De facture classique, la convention d'extradition avec le Costa Rica prévoit que les deux parties s'engagent à se livrer réciproquement les personnes qui, se trouvant sur le territoire de l'une d'elles, sont recherchées par les autorités judiciaires de l'autre partie, soit aux fins de permettre l'exercice des poursuites pénales, soit aux fins d'assurer l'exécution d'une peine privative de liberté. Elle consacre le principe classique de la double incrimination dans chacun des pays, et retient deux seuils : peine d'au moins deux années d'emprisonnement ou reliquat de la peine à purger au moins égal à six mois. Les motifs de refus d'extrader sont très classiques : demandes motivées par des considérations politiques, principe du non bis in idem, prescription.

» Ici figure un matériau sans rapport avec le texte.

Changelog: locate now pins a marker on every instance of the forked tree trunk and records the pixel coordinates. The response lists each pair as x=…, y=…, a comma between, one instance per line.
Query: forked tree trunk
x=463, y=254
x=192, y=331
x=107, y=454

À la demande du Costa Rica, l'extradition est refusée lorsque les faits qui la motivent sont sanctionnés par la peine capitale ou la peine de perpétuité, sauf à ce que la partie requérante garantisse que ces peines seront réexaminées, afin de ne pas les appliquer ou de ne pas les exécuter, pour tenir compte des exigences constitutionnelles du Costa Rica prohibant les peines perpétuelles. Il n'y a pas de convention d'extradition avec les Comores.

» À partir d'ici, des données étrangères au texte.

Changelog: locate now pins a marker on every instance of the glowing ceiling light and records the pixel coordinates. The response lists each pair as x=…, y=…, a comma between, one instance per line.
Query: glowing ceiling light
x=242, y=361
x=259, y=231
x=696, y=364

Les deux autres conventions, conclues respectivement avec le Costa Rica et l'Union des Comores, organisent l'entraide judiciaire en matière pénale selon des modalités très similaires. Les quelques différences tiennent à la mention, dans la convention avec les Comores, de techniques spéciales d'enquête - livraisons surveillées, opérations d'infiltration, interceptions téléphoniques - qui répondent clairement à des besoins opérationnels, compte tenu de la proximité ou même, dirais-je, de la porosité avec Mayotte, et qui devraient améliorer l'efficacité de la lutte contre les filières d'immigration clandestine et la criminalité en général. La coopération judiciaire avec ce pays a été peu efficiente jusqu'à présent - c'est un euphémisme.

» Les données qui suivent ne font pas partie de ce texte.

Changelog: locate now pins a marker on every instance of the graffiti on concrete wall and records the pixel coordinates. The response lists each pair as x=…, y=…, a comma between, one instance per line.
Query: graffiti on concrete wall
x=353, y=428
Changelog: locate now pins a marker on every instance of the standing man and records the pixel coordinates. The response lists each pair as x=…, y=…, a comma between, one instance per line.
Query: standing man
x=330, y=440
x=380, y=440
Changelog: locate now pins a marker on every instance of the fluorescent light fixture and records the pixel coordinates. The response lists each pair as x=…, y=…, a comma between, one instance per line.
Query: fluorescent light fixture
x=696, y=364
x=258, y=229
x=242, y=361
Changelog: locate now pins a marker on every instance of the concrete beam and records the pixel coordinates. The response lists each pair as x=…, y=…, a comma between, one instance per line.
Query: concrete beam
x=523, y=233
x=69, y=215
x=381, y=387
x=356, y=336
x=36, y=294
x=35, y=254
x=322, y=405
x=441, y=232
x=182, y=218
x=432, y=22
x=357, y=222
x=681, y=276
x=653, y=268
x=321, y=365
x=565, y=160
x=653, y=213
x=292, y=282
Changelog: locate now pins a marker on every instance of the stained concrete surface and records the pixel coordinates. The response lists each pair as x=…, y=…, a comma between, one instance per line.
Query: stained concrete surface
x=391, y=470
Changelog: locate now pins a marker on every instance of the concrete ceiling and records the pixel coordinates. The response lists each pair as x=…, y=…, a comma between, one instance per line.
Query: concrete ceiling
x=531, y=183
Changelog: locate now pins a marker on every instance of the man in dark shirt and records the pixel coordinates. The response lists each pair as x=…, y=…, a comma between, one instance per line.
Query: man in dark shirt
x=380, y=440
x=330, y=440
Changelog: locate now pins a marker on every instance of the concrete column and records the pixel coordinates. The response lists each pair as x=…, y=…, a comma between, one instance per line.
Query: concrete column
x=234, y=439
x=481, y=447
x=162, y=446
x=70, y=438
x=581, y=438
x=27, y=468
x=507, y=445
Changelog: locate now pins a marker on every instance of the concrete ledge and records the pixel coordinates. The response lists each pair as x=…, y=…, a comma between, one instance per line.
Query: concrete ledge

À cette différence près, les deux conventions retiennent, classiquement, le principe de l'entraide la plus large possible, et organisent les modalités de sa mise en place. La convention avec les Comores garantit à la France la possibilité de refuser l'entraide judiciaire dans un dossier qui pourrait aboutir à une condamnation à mort aux Comores, où cette peine existe toujours. Les deux conventions prévoient de très larges possibilités d'obtention d'informations en matière bancaire et organisent également l'audition de témoins ou d'experts par vidéoconférence, le cas échéant, et pour les Comores, par mise à disposition de moyens par la France.
En conclusion, je recommande l'adoption de ces trois projets de loi qui devraient fluidifier la coopération judiciaire entre la France et chacun de ces deux pays, en encadrant l'émission des demandes, leur mode de transmission et leur exécution. Ces textes appellent dans l'ensemble peu de remarques, dans la mesure où les obligations internationales qu'ils contiennent résultent d'engagements européens et internationaux déjà intégrés dans notre ordre juridique et où aucune modification des dispositions législatives ou règlementaires en vigueur n'est à prévoir.
L'examen en séance publique est prévu le jeudi 10 novembre 2016, selon la procédure simplifiée, ce à quoi je souscris.